# SPS zum Messen und Steuern mit Webinterface



## Beatzler (11 Februar 2008)

Juhu,

ich hoffe ihr könnt mir nochmal bissle helfen.

Ich bin derzeit auf der suche nach einer Kleinsteuerung etc. welche es mir ermöglicht verschiedene Temperaturmessungen durchzuführen, Schaltaufgaben bei Temperaturveränderung oder auf Tasterbetätigung etc. zu schalten. 

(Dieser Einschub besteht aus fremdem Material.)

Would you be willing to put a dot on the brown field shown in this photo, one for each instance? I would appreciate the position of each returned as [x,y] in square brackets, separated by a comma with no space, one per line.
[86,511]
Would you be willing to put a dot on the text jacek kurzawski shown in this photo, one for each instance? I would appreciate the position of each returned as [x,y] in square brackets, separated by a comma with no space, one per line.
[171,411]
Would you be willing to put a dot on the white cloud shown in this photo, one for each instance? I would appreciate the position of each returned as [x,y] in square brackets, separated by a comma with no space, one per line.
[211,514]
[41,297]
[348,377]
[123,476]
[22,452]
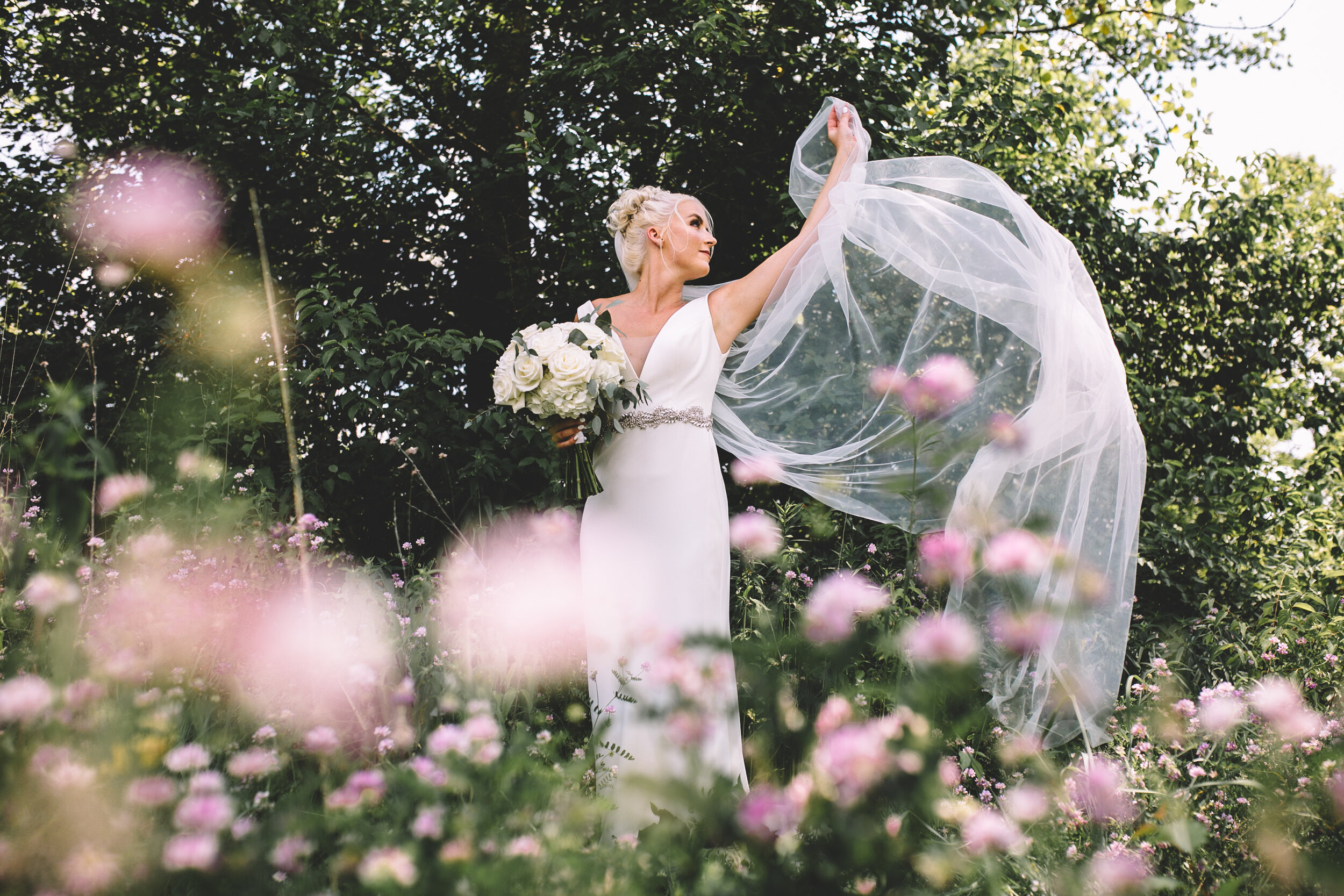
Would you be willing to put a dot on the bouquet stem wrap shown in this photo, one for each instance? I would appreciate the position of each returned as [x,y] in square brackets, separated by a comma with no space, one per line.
[580,477]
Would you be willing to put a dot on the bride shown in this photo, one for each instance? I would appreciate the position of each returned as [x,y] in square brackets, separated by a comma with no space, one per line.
[655,543]
[899,261]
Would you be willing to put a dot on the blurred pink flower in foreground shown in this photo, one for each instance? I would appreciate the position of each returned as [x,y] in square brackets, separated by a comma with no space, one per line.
[1006,432]
[205,812]
[149,209]
[46,591]
[988,830]
[756,534]
[514,598]
[362,787]
[89,871]
[25,698]
[1280,703]
[1098,787]
[768,813]
[186,758]
[936,390]
[944,556]
[389,865]
[291,852]
[837,602]
[1117,872]
[854,758]
[1017,551]
[1219,714]
[1335,786]
[117,489]
[753,470]
[191,851]
[941,639]
[835,712]
[1022,634]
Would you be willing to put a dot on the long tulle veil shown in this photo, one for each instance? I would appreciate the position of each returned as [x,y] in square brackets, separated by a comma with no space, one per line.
[937,256]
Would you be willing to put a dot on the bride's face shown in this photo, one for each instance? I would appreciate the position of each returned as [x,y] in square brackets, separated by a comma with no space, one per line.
[686,245]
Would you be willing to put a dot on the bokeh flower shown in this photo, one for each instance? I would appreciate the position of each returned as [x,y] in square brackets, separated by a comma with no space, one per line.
[754,470]
[941,639]
[756,535]
[46,591]
[1098,789]
[944,556]
[837,602]
[389,865]
[25,698]
[1017,551]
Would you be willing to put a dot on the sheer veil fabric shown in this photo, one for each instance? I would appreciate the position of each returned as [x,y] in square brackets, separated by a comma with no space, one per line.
[937,256]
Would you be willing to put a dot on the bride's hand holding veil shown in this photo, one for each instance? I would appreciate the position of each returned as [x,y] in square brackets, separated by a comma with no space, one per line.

Soweit ja kein Problem. Das ganze sollte aber im Netzwerk ansprechbar sein. Undzwar benötige ich dort einen kleinen eigenen Webserver oder sowas wie man ihn von Routern etc. kennt. Man gibt die lokale IP im Browser ein ( 192.168.0.1) und kommt dann nach Authentifizierung auf eine Statusseite wo gewisse Messergebnisse und Schaltzustände über ganz einfache Symbolik ( sone Art Ampel oder so Grün = alles OK , Rot = Fehler etc., reiner Text würd zur Not auch gehen) der Status der Messungen und Schaltzustände angezeigt werden.

Am besten wäre es wenn man über dieses Interface noch gewisse Schaltvorgänge durchführen kann.

Das ganze sollte am besten noch falls eine Temperatur überschritten wird oder sich ein Schaltzustand ändert über eine Benachrichtung per E-Mail ( ggf. auch SMS aber das wär net soo wichtig) 


Die eigentliche Programmierung welche zuvor durchgeführt werden muss kann auch gerne über seriell etc. durchgeführt werden... das andere geht nachher nur noch um den Status!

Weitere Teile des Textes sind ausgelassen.